I was not afraid of hard work or struggles; it was the unknown that concerned me in the early days of our journey. So much of life is plowing through the day to day issues that we face, with a gentle resolve to do so with grace and faithfulness to the One who calls us. It is in the difficulties that we grow and come to know God in a better way.
It is my desire to be transparent about the issues we face as a family, as we transition from a traditional big family to a blended one, for one reason only, to bring glory to our Heavenly Father. It is He who placed these girls in our family. It is He who grew our family, and each member is here for a purpose.
It is my desire to be faithful to God as we walk through the days of blending and bonding. Many of you are adopting older children as well, and the issues you encounter may be completely different, but there is a commonality to the human condition and the difficulties we face, and we can benefit from the wisdom and experience of others.
If I can unveil the reality and stigma of older child adoptions, and thereby encourage some of you to move beyond your fears to consider adopting an older child, then my transparency will have been overwhelmingly worthwhile. There is a need for established families to consider adopting older children. As Christians, we should not shy away form hard work, but rather seek it.
As long as it is day, we must do the work of Him who sent me. Night is coming when no one can work. ~John 9:4
We cannot bear another’s burdens with out carrying the weight in our lives, with out making our own lives harder. Yet we are called to nothing less.
2 Carry each other’s burdens, and in this way you will fulfill the law of Christ.
~Galatians 6:3
The irony is that we can never know true rest for our souls unless we deliberately choose to be yoked with Christ in His work.
28“Come to me, all you who are weary and burdened, and I will give you rest. 29Take my yoke upon you and learn from me, for I am gentle and humble in heart, and you will find rest for your souls. 30For my yoke is easy and my burden is light.” ~Matthew 11:28-30
It is in this spirit that I share our journey with you.

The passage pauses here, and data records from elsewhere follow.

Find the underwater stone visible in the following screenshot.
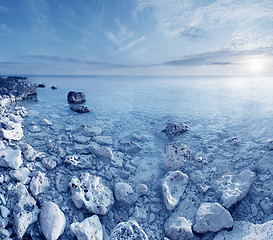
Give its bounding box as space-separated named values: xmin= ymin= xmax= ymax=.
xmin=39 ymin=202 xmax=66 ymax=240
xmin=114 ymin=182 xmax=137 ymax=205
xmin=267 ymin=139 xmax=273 ymax=150
xmin=69 ymin=173 xmax=114 ymax=215
xmin=0 ymin=147 xmax=22 ymax=169
xmin=216 ymin=169 xmax=255 ymax=209
xmin=162 ymin=170 xmax=188 ymax=211
xmin=89 ymin=142 xmax=114 ymax=160
xmin=164 ymin=141 xmax=191 ymax=169
xmin=67 ymin=91 xmax=86 ymax=104
xmin=30 ymin=171 xmax=50 ymax=196
xmin=93 ymin=136 xmax=113 ymax=145
xmin=162 ymin=123 xmax=189 ymax=140
xmin=193 ymin=202 xmax=233 ymax=233
xmin=70 ymin=215 xmax=103 ymax=240
xmin=164 ymin=216 xmax=193 ymax=240
xmin=80 ymin=125 xmax=102 ymax=137
xmin=21 ymin=143 xmax=38 ymax=161
xmin=213 ymin=220 xmax=273 ymax=240
xmin=109 ymin=220 xmax=148 ymax=240
xmin=117 ymin=140 xmax=142 ymax=155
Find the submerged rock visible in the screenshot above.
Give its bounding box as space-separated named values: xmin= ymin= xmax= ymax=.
xmin=216 ymin=169 xmax=255 ymax=208
xmin=90 ymin=142 xmax=114 ymax=160
xmin=117 ymin=140 xmax=142 ymax=155
xmin=13 ymin=183 xmax=40 ymax=239
xmin=30 ymin=171 xmax=50 ymax=196
xmin=39 ymin=202 xmax=66 ymax=240
xmin=193 ymin=202 xmax=233 ymax=233
xmin=114 ymin=182 xmax=137 ymax=205
xmin=162 ymin=123 xmax=189 ymax=140
xmin=21 ymin=143 xmax=38 ymax=161
xmin=109 ymin=220 xmax=148 ymax=240
xmin=0 ymin=147 xmax=22 ymax=169
xmin=164 ymin=141 xmax=191 ymax=169
xmin=213 ymin=220 xmax=273 ymax=240
xmin=162 ymin=170 xmax=188 ymax=210
xmin=70 ymin=104 xmax=91 ymax=113
xmin=9 ymin=167 xmax=30 ymax=184
xmin=69 ymin=173 xmax=114 ymax=215
xmin=70 ymin=215 xmax=103 ymax=240
xmin=164 ymin=216 xmax=193 ymax=240
xmin=80 ymin=125 xmax=102 ymax=137
xmin=67 ymin=91 xmax=86 ymax=104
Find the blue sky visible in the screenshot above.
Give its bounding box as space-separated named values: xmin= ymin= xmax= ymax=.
xmin=0 ymin=0 xmax=273 ymax=75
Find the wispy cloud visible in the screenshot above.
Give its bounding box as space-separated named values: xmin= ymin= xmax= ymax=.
xmin=0 ymin=5 xmax=9 ymax=12
xmin=106 ymin=20 xmax=145 ymax=54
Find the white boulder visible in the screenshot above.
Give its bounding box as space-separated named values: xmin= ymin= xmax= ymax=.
xmin=193 ymin=202 xmax=233 ymax=233
xmin=162 ymin=170 xmax=188 ymax=210
xmin=213 ymin=220 xmax=273 ymax=240
xmin=70 ymin=215 xmax=103 ymax=240
xmin=109 ymin=220 xmax=148 ymax=240
xmin=164 ymin=216 xmax=193 ymax=240
xmin=9 ymin=167 xmax=30 ymax=184
xmin=9 ymin=113 xmax=23 ymax=123
xmin=21 ymin=143 xmax=38 ymax=161
xmin=0 ymin=147 xmax=22 ymax=169
xmin=69 ymin=173 xmax=114 ymax=215
xmin=42 ymin=157 xmax=57 ymax=170
xmin=13 ymin=183 xmax=40 ymax=239
xmin=30 ymin=171 xmax=50 ymax=196
xmin=39 ymin=202 xmax=66 ymax=240
xmin=164 ymin=141 xmax=191 ymax=169
xmin=216 ymin=169 xmax=255 ymax=208
xmin=0 ymin=118 xmax=23 ymax=140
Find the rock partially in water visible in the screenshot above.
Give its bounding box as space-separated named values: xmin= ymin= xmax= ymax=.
xmin=193 ymin=202 xmax=233 ymax=233
xmin=70 ymin=104 xmax=91 ymax=113
xmin=213 ymin=220 xmax=273 ymax=240
xmin=164 ymin=216 xmax=193 ymax=240
xmin=39 ymin=202 xmax=66 ymax=240
xmin=267 ymin=139 xmax=273 ymax=150
xmin=37 ymin=84 xmax=46 ymax=88
xmin=90 ymin=142 xmax=114 ymax=160
xmin=42 ymin=157 xmax=57 ymax=170
xmin=21 ymin=143 xmax=38 ymax=161
xmin=114 ymin=182 xmax=137 ymax=205
xmin=0 ymin=117 xmax=23 ymax=141
xmin=216 ymin=169 xmax=255 ymax=209
xmin=67 ymin=91 xmax=86 ymax=104
xmin=109 ymin=220 xmax=148 ymax=240
xmin=13 ymin=183 xmax=40 ymax=239
xmin=162 ymin=123 xmax=189 ymax=140
xmin=70 ymin=215 xmax=103 ymax=240
xmin=30 ymin=171 xmax=50 ymax=196
xmin=69 ymin=173 xmax=114 ymax=215
xmin=80 ymin=125 xmax=102 ymax=137
xmin=164 ymin=141 xmax=191 ymax=169
xmin=0 ymin=147 xmax=22 ymax=169
xmin=51 ymin=86 xmax=57 ymax=90
xmin=162 ymin=170 xmax=188 ymax=211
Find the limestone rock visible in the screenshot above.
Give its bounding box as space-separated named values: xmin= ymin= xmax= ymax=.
xmin=13 ymin=183 xmax=40 ymax=239
xmin=70 ymin=215 xmax=103 ymax=240
xmin=30 ymin=171 xmax=50 ymax=196
xmin=213 ymin=220 xmax=273 ymax=240
xmin=109 ymin=220 xmax=148 ymax=240
xmin=162 ymin=123 xmax=189 ymax=140
xmin=0 ymin=147 xmax=22 ymax=169
xmin=90 ymin=142 xmax=113 ymax=160
xmin=69 ymin=173 xmax=114 ymax=215
xmin=164 ymin=141 xmax=191 ymax=169
xmin=39 ymin=202 xmax=66 ymax=240
xmin=67 ymin=91 xmax=86 ymax=104
xmin=267 ymin=139 xmax=273 ymax=150
xmin=117 ymin=140 xmax=142 ymax=155
xmin=0 ymin=118 xmax=23 ymax=140
xmin=9 ymin=167 xmax=30 ymax=184
xmin=21 ymin=143 xmax=38 ymax=161
xmin=42 ymin=157 xmax=57 ymax=170
xmin=216 ymin=169 xmax=255 ymax=208
xmin=9 ymin=113 xmax=23 ymax=123
xmin=114 ymin=182 xmax=137 ymax=205
xmin=162 ymin=170 xmax=188 ymax=210
xmin=193 ymin=202 xmax=233 ymax=233
xmin=165 ymin=216 xmax=193 ymax=240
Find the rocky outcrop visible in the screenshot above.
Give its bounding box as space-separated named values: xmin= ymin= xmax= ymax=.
xmin=69 ymin=173 xmax=114 ymax=215
xmin=39 ymin=202 xmax=66 ymax=240
xmin=13 ymin=183 xmax=40 ymax=239
xmin=164 ymin=216 xmax=193 ymax=240
xmin=162 ymin=123 xmax=189 ymax=140
xmin=70 ymin=215 xmax=103 ymax=240
xmin=213 ymin=220 xmax=273 ymax=240
xmin=109 ymin=220 xmax=148 ymax=240
xmin=164 ymin=141 xmax=191 ymax=169
xmin=216 ymin=169 xmax=255 ymax=208
xmin=162 ymin=170 xmax=188 ymax=210
xmin=193 ymin=202 xmax=233 ymax=233
xmin=67 ymin=91 xmax=86 ymax=103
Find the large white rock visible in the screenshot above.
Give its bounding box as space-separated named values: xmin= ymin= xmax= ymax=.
xmin=164 ymin=216 xmax=193 ymax=240
xmin=162 ymin=170 xmax=188 ymax=210
xmin=193 ymin=202 xmax=233 ymax=233
xmin=114 ymin=182 xmax=137 ymax=205
xmin=13 ymin=183 xmax=40 ymax=239
xmin=89 ymin=142 xmax=113 ymax=160
xmin=216 ymin=169 xmax=255 ymax=208
xmin=30 ymin=171 xmax=50 ymax=196
xmin=110 ymin=220 xmax=148 ymax=240
xmin=0 ymin=118 xmax=23 ymax=140
xmin=0 ymin=147 xmax=22 ymax=169
xmin=9 ymin=113 xmax=23 ymax=123
xmin=70 ymin=215 xmax=103 ymax=240
xmin=164 ymin=141 xmax=191 ymax=169
xmin=39 ymin=202 xmax=66 ymax=240
xmin=69 ymin=173 xmax=114 ymax=215
xmin=21 ymin=143 xmax=38 ymax=161
xmin=213 ymin=220 xmax=273 ymax=240
xmin=9 ymin=167 xmax=30 ymax=184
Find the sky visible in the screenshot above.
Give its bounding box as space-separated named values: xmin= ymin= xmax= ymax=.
xmin=0 ymin=0 xmax=273 ymax=76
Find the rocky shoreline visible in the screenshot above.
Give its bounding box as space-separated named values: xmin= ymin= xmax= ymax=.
xmin=0 ymin=76 xmax=273 ymax=239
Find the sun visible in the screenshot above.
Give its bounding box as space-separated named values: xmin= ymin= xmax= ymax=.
xmin=247 ymin=56 xmax=266 ymax=73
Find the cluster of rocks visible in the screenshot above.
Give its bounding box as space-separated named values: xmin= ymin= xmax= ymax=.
xmin=67 ymin=91 xmax=91 ymax=113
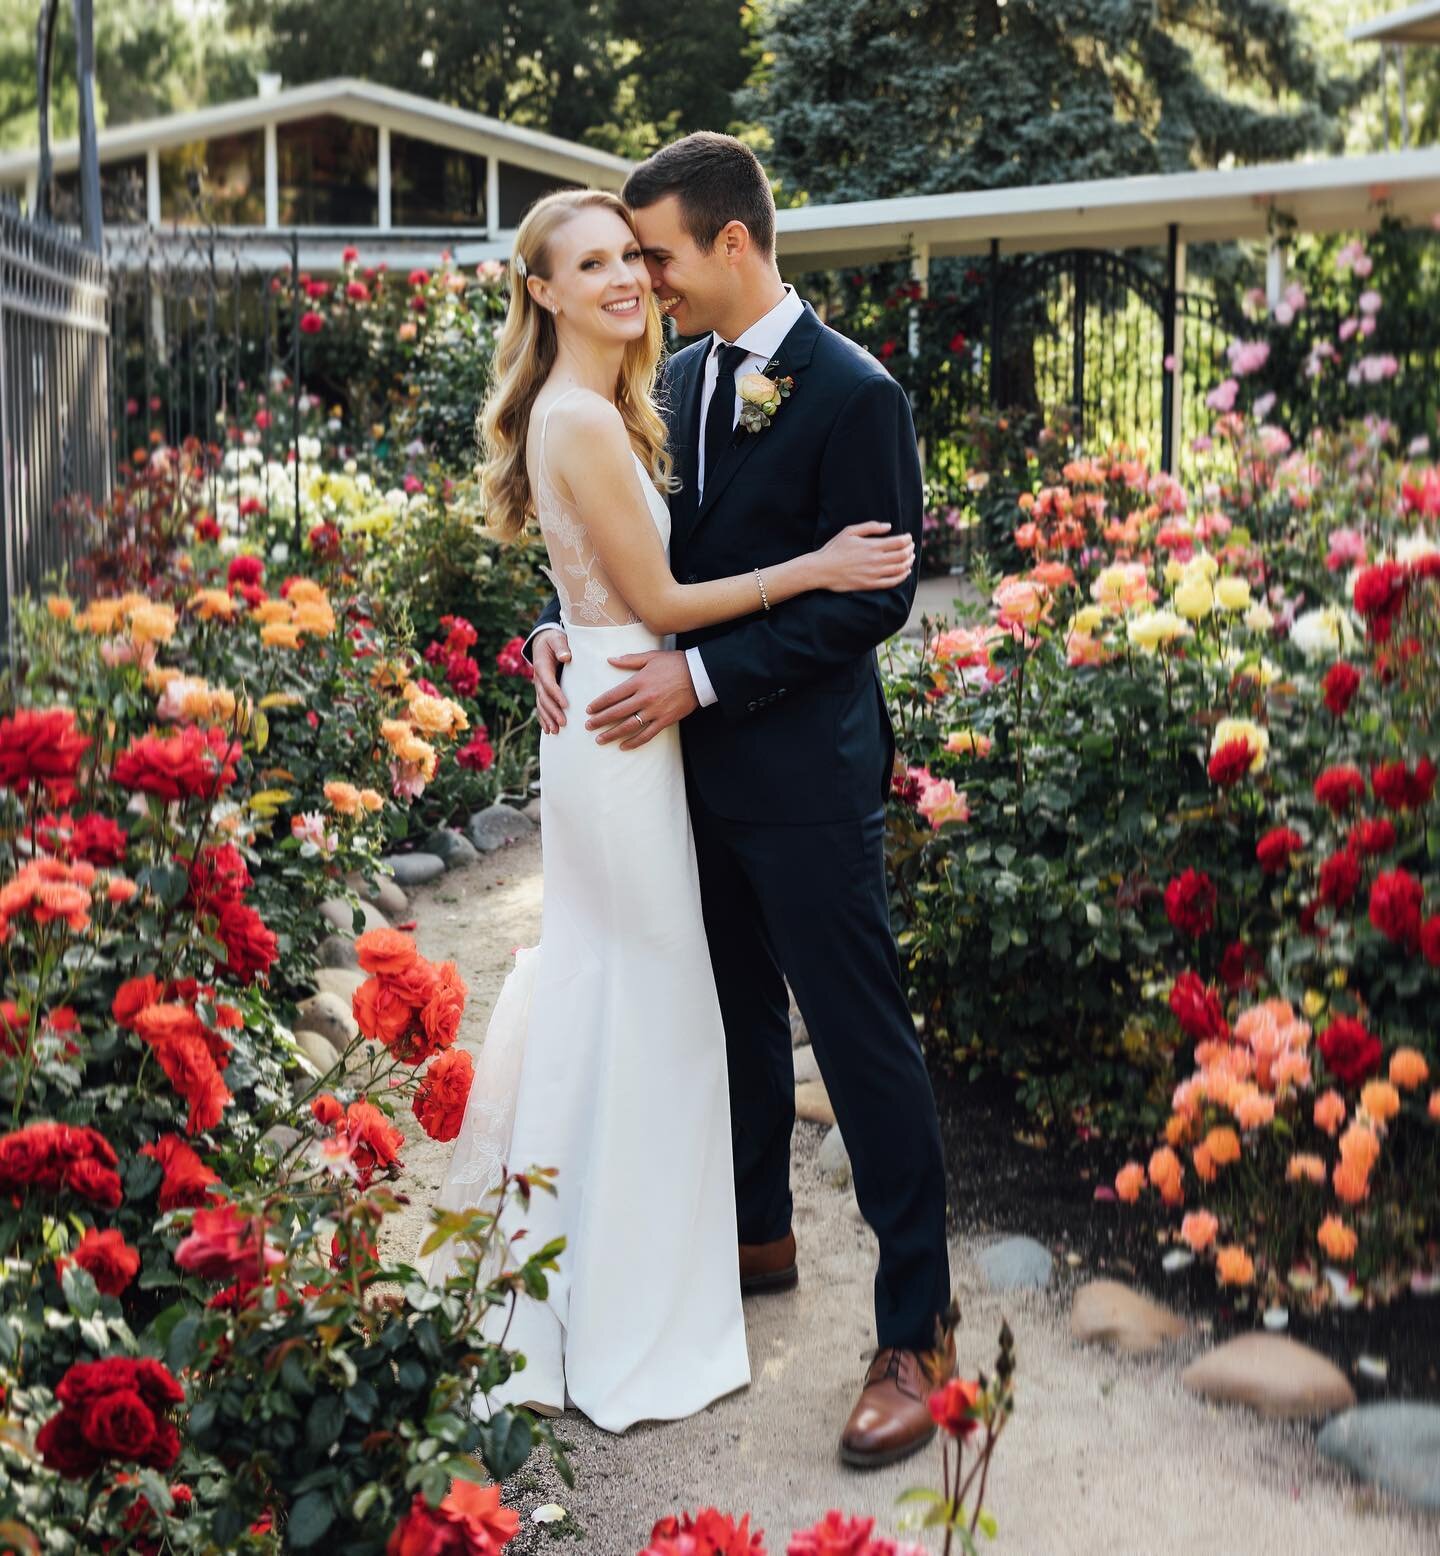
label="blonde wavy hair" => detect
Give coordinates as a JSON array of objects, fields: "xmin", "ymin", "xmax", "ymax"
[{"xmin": 478, "ymin": 189, "xmax": 673, "ymax": 542}]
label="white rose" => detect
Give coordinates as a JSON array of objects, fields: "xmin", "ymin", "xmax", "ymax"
[
  {"xmin": 1289, "ymin": 605, "xmax": 1357, "ymax": 659},
  {"xmin": 738, "ymin": 372, "xmax": 778, "ymax": 407}
]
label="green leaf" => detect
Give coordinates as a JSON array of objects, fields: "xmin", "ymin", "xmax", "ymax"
[
  {"xmin": 61, "ymin": 1263, "xmax": 99, "ymax": 1319},
  {"xmin": 166, "ymin": 1314, "xmax": 201, "ymax": 1373},
  {"xmin": 479, "ymin": 1408, "xmax": 533, "ymax": 1479},
  {"xmin": 286, "ymin": 1489, "xmax": 335, "ymax": 1548},
  {"xmin": 306, "ymin": 1393, "xmax": 346, "ymax": 1453}
]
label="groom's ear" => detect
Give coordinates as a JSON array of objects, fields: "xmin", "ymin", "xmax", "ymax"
[{"xmin": 716, "ymin": 219, "xmax": 753, "ymax": 264}]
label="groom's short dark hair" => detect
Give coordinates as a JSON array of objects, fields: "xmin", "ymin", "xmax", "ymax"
[{"xmin": 623, "ymin": 132, "xmax": 776, "ymax": 256}]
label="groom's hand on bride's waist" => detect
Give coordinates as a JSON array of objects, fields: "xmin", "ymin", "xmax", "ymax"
[
  {"xmin": 586, "ymin": 650, "xmax": 699, "ymax": 750},
  {"xmin": 533, "ymin": 630, "xmax": 571, "ymax": 736}
]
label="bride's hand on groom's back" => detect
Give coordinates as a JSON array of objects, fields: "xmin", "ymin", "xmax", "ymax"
[{"xmin": 534, "ymin": 631, "xmax": 572, "ymax": 735}]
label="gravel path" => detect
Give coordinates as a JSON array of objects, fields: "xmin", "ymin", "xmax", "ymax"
[{"xmin": 380, "ymin": 828, "xmax": 1436, "ymax": 1556}]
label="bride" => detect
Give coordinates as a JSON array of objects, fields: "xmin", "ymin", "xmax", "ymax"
[{"xmin": 424, "ymin": 188, "xmax": 914, "ymax": 1433}]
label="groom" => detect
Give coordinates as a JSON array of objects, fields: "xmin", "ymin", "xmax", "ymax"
[{"xmin": 527, "ymin": 132, "xmax": 952, "ymax": 1466}]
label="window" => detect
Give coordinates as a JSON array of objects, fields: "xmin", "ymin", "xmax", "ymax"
[
  {"xmin": 53, "ymin": 155, "xmax": 146, "ymax": 225},
  {"xmin": 277, "ymin": 115, "xmax": 378, "ymax": 226},
  {"xmin": 498, "ymin": 161, "xmax": 580, "ymax": 229},
  {"xmin": 159, "ymin": 133, "xmax": 265, "ymax": 226},
  {"xmin": 390, "ymin": 131, "xmax": 486, "ymax": 227}
]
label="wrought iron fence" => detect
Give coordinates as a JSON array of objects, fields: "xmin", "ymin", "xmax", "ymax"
[{"xmin": 0, "ymin": 195, "xmax": 110, "ymax": 651}]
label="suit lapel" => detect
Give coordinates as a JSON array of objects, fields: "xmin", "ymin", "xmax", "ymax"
[
  {"xmin": 669, "ymin": 345, "xmax": 706, "ymax": 549},
  {"xmin": 690, "ymin": 303, "xmax": 824, "ymax": 536}
]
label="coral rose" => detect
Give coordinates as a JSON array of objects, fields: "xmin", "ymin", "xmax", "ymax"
[
  {"xmin": 1313, "ymin": 1090, "xmax": 1346, "ymax": 1136},
  {"xmin": 311, "ymin": 1093, "xmax": 344, "ymax": 1128},
  {"xmin": 1285, "ymin": 1154, "xmax": 1327, "ymax": 1186},
  {"xmin": 1202, "ymin": 1126, "xmax": 1241, "ymax": 1166},
  {"xmin": 1317, "ymin": 1216, "xmax": 1358, "ymax": 1263},
  {"xmin": 1114, "ymin": 1162, "xmax": 1145, "ymax": 1202},
  {"xmin": 356, "ymin": 928, "xmax": 420, "ymax": 977},
  {"xmin": 413, "ymin": 1048, "xmax": 475, "ymax": 1143},
  {"xmin": 1338, "ymin": 1123, "xmax": 1380, "ymax": 1173},
  {"xmin": 139, "ymin": 1134, "xmax": 221, "ymax": 1211},
  {"xmin": 1233, "ymin": 1090, "xmax": 1276, "ymax": 1130},
  {"xmin": 1430, "ymin": 1090, "xmax": 1440, "ymax": 1121},
  {"xmin": 1389, "ymin": 1047, "xmax": 1430, "ymax": 1090},
  {"xmin": 1215, "ymin": 1246, "xmax": 1254, "ymax": 1286},
  {"xmin": 1191, "ymin": 1143, "xmax": 1216, "ymax": 1183},
  {"xmin": 1332, "ymin": 1159, "xmax": 1371, "ymax": 1205},
  {"xmin": 1359, "ymin": 1080, "xmax": 1400, "ymax": 1124}
]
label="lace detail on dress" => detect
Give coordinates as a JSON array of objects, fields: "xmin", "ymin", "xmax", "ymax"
[{"xmin": 533, "ymin": 389, "xmax": 668, "ymax": 628}]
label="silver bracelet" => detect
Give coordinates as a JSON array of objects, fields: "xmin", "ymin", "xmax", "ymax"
[{"xmin": 754, "ymin": 567, "xmax": 771, "ymax": 611}]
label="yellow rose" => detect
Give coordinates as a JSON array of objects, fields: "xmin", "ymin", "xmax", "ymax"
[
  {"xmin": 945, "ymin": 729, "xmax": 993, "ymax": 757},
  {"xmin": 128, "ymin": 603, "xmax": 177, "ymax": 644},
  {"xmin": 380, "ymin": 718, "xmax": 414, "ymax": 752},
  {"xmin": 189, "ymin": 587, "xmax": 238, "ymax": 621},
  {"xmin": 1186, "ymin": 551, "xmax": 1219, "ymax": 579},
  {"xmin": 252, "ymin": 599, "xmax": 293, "ymax": 625},
  {"xmin": 1172, "ymin": 577, "xmax": 1214, "ymax": 621},
  {"xmin": 737, "ymin": 372, "xmax": 779, "ymax": 407},
  {"xmin": 1302, "ymin": 989, "xmax": 1327, "ymax": 1020},
  {"xmin": 1127, "ymin": 610, "xmax": 1192, "ymax": 653},
  {"xmin": 359, "ymin": 787, "xmax": 385, "ymax": 812},
  {"xmin": 1163, "ymin": 559, "xmax": 1187, "ymax": 587},
  {"xmin": 1215, "ymin": 577, "xmax": 1251, "ymax": 611},
  {"xmin": 1071, "ymin": 606, "xmax": 1105, "ymax": 635},
  {"xmin": 292, "ymin": 602, "xmax": 337, "ymax": 637},
  {"xmin": 260, "ymin": 622, "xmax": 302, "ymax": 650}
]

In an effort to keep this post from becoming too long, I’ll share about the last couple days tonight.
May God bless you as you seek His work for your lives.
Transparency is a good thing, most of the time anyway. I have been so careful with our “journey” for fear of the later repercussions my girls might face, having “their” story out in the public for all to see.
Definitely nothing wrong with sharing your hurt and heart right now, though. I’ve loved you through it! I hurt and love right along with you! 🙂
Selina Bergey recently posted..Parenting with Grace, Part 1
I know. I feel the need to be cautious too.
You have been a blessing for so many through your ability to share through writing. Don’t stop but be careful too. I agree with Selina. I have had concern for the privacy of my daughter’s and then sometimes I forget. Their story is also their own especially in older adoptions. You will find times of grief and loss in not being there for their earlier years as your relationship grows. It will hit you every so often and it is painful. In the beginning days I did not want to hear anything of struggle. My faith was going to be bigger and my God stronger. My girls were going to find their identity in Christ only and I dismissed most fear. Now, I still dismiss most fear but have a better idea of what this journey of adoption is like in reality. All of what I believed is still there but it has changed slightly. God is good and it is what he teaches us through the tough times too that makes every single moment very valuable. He is LOVE. I’m putting on more and more of HIM as he teaches me through the girls. Learning to love more by loving them inspite of all the unloveable moments too. Not sure that makes sense but I’m not a gifted writer. LOL It is a joy to serve Him through being a mom in the good and the bad. Blessings to you and your precious family.
Yes, it does make sense! Thanks for sharing your wisdom!
I look forward to reading along with everyone else this journey your amazing family is on. Thankyou for trusting us with this level on Honesty.
Roberta recently posted..Hello!
Thank you, Roberta, for following along! 🙂
I really like reading your posts ! Your writing shows both the reality and also the love and respect you have for your newest family members.